The most evident LUCC in Mudumalai NP buffer zone between 1973 and 2012 is the increase of SWG
(41,898,600 m2) mainly at the expense of Dense Forest (table 5.1, figure 5.3). Agriculture land-use
expands dramatically through the north-east section of the buffer zone, with smaller areas of
expanding Agriculture and SWG to the south and south-west of the buffer zone, encroaching into
Dense Forested areas. In 2012 14.39% of the buffer zone was classed as agriculture and while there
was only an increase of 2.3% over the 39 year period, agricultural land-cover still represents a large
proportion of the buffer zone. The increase of Agriculture and SWG have come at the expense of
Dense Forest which has decreased by 61,100,325 m2 in the buffer zone since 1973, covering 48.94%
of the total classified area in 2012 (figure 5.3).
Analysis of land-cover and LUCC within the PAs and in the surrounding buffer zones show that the
NPs are limiting development activities and human land-use expansion with the park boundaries.

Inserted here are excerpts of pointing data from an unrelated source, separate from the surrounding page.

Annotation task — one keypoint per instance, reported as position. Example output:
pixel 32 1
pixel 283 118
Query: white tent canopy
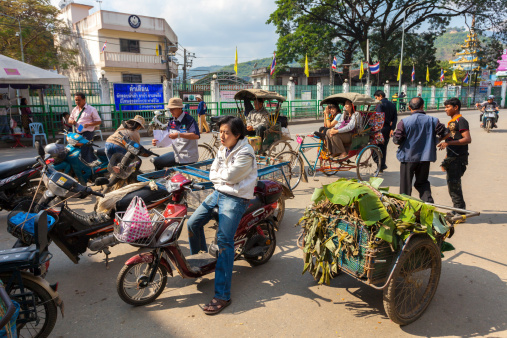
pixel 20 75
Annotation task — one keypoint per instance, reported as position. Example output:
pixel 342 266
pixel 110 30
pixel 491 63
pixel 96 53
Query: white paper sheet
pixel 162 136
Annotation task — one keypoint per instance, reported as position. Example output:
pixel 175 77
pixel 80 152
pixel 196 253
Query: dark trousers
pixel 421 171
pixel 455 170
pixel 383 148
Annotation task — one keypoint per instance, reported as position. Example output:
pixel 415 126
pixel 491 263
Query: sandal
pixel 215 306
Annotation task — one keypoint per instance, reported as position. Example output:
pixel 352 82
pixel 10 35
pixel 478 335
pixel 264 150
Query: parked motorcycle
pixel 158 122
pixel 20 271
pixel 18 181
pixel 488 119
pixel 144 276
pixel 69 159
pixel 74 232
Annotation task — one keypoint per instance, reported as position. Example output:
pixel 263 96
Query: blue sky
pixel 212 29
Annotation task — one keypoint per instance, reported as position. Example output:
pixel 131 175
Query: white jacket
pixel 235 174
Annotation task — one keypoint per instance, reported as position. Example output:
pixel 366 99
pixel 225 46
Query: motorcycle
pixel 144 276
pixel 21 271
pixel 488 119
pixel 74 232
pixel 158 122
pixel 68 159
pixel 18 181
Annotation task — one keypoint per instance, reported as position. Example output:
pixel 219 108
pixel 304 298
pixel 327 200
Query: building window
pixel 132 78
pixel 313 80
pixel 129 46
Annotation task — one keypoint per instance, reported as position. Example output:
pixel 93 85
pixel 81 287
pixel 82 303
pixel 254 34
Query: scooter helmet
pixel 56 151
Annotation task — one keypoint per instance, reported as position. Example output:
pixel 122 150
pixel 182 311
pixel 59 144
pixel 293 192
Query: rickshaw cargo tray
pixel 200 172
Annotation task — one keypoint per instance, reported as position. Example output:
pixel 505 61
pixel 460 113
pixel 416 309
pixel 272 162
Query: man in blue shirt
pixel 183 131
pixel 201 113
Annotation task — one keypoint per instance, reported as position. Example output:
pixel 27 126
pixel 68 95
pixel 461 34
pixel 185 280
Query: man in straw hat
pixel 128 128
pixel 184 132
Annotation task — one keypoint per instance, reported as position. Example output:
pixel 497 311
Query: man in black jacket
pixel 391 118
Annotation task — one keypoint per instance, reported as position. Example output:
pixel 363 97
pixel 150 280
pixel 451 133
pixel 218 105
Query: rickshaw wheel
pixel 368 163
pixel 278 147
pixel 414 281
pixel 294 171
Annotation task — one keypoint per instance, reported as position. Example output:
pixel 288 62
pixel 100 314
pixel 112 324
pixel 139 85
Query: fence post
pixel 346 86
pixel 105 98
pixel 503 93
pixel 433 94
pixel 215 96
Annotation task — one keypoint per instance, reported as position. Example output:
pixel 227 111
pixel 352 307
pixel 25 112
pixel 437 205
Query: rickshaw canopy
pixel 356 99
pixel 253 94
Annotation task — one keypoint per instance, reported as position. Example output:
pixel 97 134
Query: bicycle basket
pixel 138 233
pixel 21 220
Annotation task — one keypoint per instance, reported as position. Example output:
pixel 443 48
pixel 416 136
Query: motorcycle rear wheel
pixel 46 309
pixel 132 276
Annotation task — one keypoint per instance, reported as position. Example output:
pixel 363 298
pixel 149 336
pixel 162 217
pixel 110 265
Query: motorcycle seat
pixel 100 152
pixel 14 167
pixel 15 256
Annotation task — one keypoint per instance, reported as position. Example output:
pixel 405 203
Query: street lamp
pixel 20 36
pixel 402 42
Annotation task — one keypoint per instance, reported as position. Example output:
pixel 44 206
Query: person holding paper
pixel 84 117
pixel 184 133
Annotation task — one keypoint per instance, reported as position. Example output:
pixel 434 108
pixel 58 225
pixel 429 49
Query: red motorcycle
pixel 144 276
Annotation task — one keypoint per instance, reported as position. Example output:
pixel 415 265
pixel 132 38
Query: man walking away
pixel 201 113
pixel 416 137
pixel 391 118
pixel 456 142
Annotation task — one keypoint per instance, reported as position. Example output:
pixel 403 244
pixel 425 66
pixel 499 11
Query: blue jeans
pixel 112 149
pixel 230 212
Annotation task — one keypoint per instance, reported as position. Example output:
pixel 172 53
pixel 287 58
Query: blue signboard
pixel 138 96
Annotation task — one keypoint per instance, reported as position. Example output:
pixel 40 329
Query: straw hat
pixel 139 119
pixel 175 102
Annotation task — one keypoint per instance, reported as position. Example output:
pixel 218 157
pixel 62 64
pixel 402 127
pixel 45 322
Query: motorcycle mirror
pixel 101 181
pixel 40 149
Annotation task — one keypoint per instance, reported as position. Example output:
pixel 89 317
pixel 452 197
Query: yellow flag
pixel 236 62
pixel 307 70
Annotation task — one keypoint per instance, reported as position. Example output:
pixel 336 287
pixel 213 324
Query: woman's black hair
pixel 235 124
pixel 131 125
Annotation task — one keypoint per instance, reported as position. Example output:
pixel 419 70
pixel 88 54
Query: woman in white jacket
pixel 234 175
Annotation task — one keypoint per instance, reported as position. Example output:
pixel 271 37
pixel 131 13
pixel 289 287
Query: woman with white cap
pixel 184 133
pixel 128 128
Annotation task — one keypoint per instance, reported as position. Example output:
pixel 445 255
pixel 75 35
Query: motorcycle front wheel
pixel 45 308
pixel 133 284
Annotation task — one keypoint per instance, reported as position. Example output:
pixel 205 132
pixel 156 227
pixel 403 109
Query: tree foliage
pixel 342 27
pixel 39 25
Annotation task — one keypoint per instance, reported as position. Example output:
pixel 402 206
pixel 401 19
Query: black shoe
pixel 319 135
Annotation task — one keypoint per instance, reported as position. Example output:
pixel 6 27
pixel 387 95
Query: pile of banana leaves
pixel 390 218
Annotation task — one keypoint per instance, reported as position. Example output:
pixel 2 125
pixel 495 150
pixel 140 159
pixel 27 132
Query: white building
pixel 130 55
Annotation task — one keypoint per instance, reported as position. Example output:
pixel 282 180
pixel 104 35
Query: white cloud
pixel 211 29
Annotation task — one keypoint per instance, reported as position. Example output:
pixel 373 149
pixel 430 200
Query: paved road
pixel 276 300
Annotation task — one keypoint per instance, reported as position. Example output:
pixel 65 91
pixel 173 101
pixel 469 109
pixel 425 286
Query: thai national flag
pixel 334 63
pixel 273 64
pixel 465 80
pixel 375 68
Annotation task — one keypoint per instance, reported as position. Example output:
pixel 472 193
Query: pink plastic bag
pixel 136 223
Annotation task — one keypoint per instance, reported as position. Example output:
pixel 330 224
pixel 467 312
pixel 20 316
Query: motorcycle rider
pixel 234 175
pixel 489 104
pixel 184 132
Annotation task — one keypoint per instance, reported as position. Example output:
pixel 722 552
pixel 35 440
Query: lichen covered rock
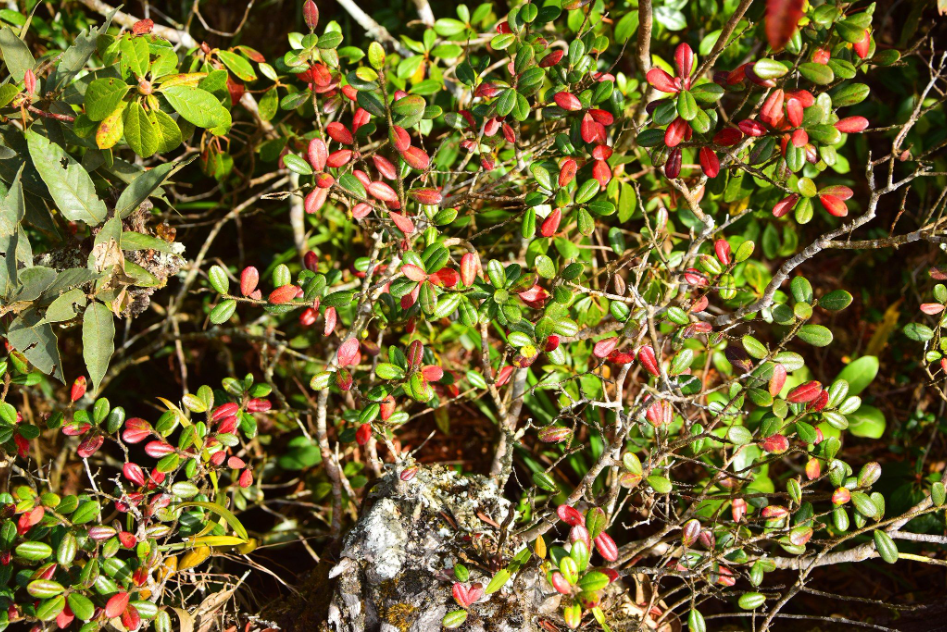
pixel 394 569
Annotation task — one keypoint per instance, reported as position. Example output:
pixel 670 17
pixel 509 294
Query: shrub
pixel 593 229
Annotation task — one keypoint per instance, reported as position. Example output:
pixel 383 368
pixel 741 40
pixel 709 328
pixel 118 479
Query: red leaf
pixel 348 352
pixel 604 347
pixel 116 605
pixel 782 17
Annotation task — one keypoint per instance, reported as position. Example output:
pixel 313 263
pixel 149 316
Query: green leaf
pixel 237 65
pixel 223 512
pixel 502 576
pixel 70 278
pixel 37 342
pixel 140 133
pixel 81 606
pixel 660 484
pixel 446 27
pixel 65 307
pixel 506 102
pixel 751 601
pixel 197 107
pixel 769 69
pixel 686 105
pixel 112 128
pixel 835 300
pixel 16 54
pixel 73 61
pixel 218 279
pixel 145 184
pixel 918 332
pixel 98 334
pixel 410 106
pixel 626 27
pixel 867 421
pixel 815 335
pixel 222 311
pixel 167 131
pixel 71 187
pixel 849 94
pixel 269 104
pixel 887 549
pixel 50 609
pixel 136 55
pixel 859 374
pixel 819 74
pixel 739 435
pixel 140 241
pixel 34 551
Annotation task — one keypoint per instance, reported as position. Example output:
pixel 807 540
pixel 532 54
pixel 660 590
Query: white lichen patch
pixel 381 542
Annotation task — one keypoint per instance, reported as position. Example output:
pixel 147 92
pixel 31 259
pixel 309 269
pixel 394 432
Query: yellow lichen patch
pixel 400 615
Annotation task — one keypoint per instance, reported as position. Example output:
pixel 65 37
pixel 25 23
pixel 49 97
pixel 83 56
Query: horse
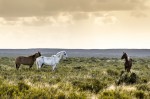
pixel 26 60
pixel 51 61
pixel 128 62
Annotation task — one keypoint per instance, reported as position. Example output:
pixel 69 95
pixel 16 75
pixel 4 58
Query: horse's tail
pixel 37 64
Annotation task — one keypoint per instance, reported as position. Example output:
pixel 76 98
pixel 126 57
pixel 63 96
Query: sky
pixel 75 24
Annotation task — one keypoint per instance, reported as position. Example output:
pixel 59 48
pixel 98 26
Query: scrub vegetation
pixel 76 78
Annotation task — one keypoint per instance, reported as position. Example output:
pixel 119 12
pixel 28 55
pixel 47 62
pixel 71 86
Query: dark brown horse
pixel 26 60
pixel 128 62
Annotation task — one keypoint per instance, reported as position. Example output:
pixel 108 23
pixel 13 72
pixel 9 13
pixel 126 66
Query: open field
pixel 75 78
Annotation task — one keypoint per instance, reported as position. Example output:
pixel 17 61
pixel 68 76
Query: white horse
pixel 52 61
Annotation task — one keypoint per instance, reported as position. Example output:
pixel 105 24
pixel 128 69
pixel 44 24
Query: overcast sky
pixel 84 24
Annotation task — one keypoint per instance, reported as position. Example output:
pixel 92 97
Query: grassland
pixel 76 78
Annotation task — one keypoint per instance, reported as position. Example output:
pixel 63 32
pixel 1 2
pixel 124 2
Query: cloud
pixel 139 14
pixel 106 19
pixel 28 8
pixel 65 12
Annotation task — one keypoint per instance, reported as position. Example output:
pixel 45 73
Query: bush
pixel 22 86
pixel 92 85
pixel 113 95
pixel 139 94
pixel 127 78
pixel 143 87
pixel 112 72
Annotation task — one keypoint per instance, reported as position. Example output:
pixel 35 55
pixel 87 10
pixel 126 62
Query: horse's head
pixel 62 54
pixel 65 55
pixel 38 54
pixel 124 55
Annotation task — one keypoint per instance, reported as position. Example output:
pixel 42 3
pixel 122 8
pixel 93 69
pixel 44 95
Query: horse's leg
pixel 30 66
pixel 54 67
pixel 17 66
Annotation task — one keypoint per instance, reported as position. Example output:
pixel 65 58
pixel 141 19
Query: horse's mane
pixel 32 55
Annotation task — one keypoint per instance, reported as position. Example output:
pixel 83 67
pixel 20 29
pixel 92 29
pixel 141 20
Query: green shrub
pixel 92 85
pixel 139 94
pixel 143 87
pixel 113 95
pixel 112 72
pixel 22 86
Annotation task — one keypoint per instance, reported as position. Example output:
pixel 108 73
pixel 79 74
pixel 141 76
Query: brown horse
pixel 128 62
pixel 26 60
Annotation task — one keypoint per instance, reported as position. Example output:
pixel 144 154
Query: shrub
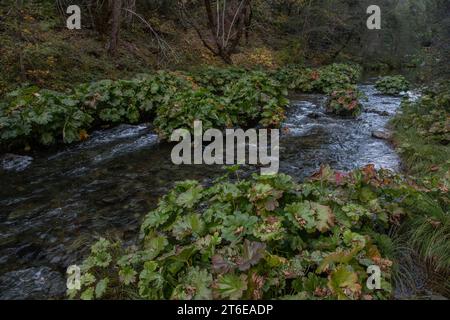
pixel 257 97
pixel 344 102
pixel 265 237
pixel 217 79
pixel 392 85
pixel 322 80
pixel 185 107
pixel 44 116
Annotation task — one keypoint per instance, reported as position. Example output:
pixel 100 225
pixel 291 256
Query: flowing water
pixel 52 207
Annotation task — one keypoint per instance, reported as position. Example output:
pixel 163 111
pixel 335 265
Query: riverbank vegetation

Mudumalai is experiencing more LUCC than Silent Valley, which is to be expected due to parts of the
PA having WS protection status, human settlements and hydro-electric power stations. LUCC in
Mudumalai NP shows that the protection status of neighbouring Bandipur NP (to the north-west of
Mudumalai) is providing conservation support for natural vegetation cover and habitats in the NBR,
while the bordering PAs of Talaimalai FR, Nilgiri North FD and Wayanard WS are experiencing large
amounts of LUCC and deforestation rates along the borders of Mudumalai NP impacting on the
natural vegetation cover (figure 5.2). While there is less LUCC within the PAs than their
corresponding buffer zones, highlighting the conservation impacts PAs have, rates of LUCC with
increases in Agriculture and Degraded Forests along with decreases in Dense Forest cover are still
high. In the total classified areas, Silent Valley has experienced an increase of 34,020,000 m2 (8.17%)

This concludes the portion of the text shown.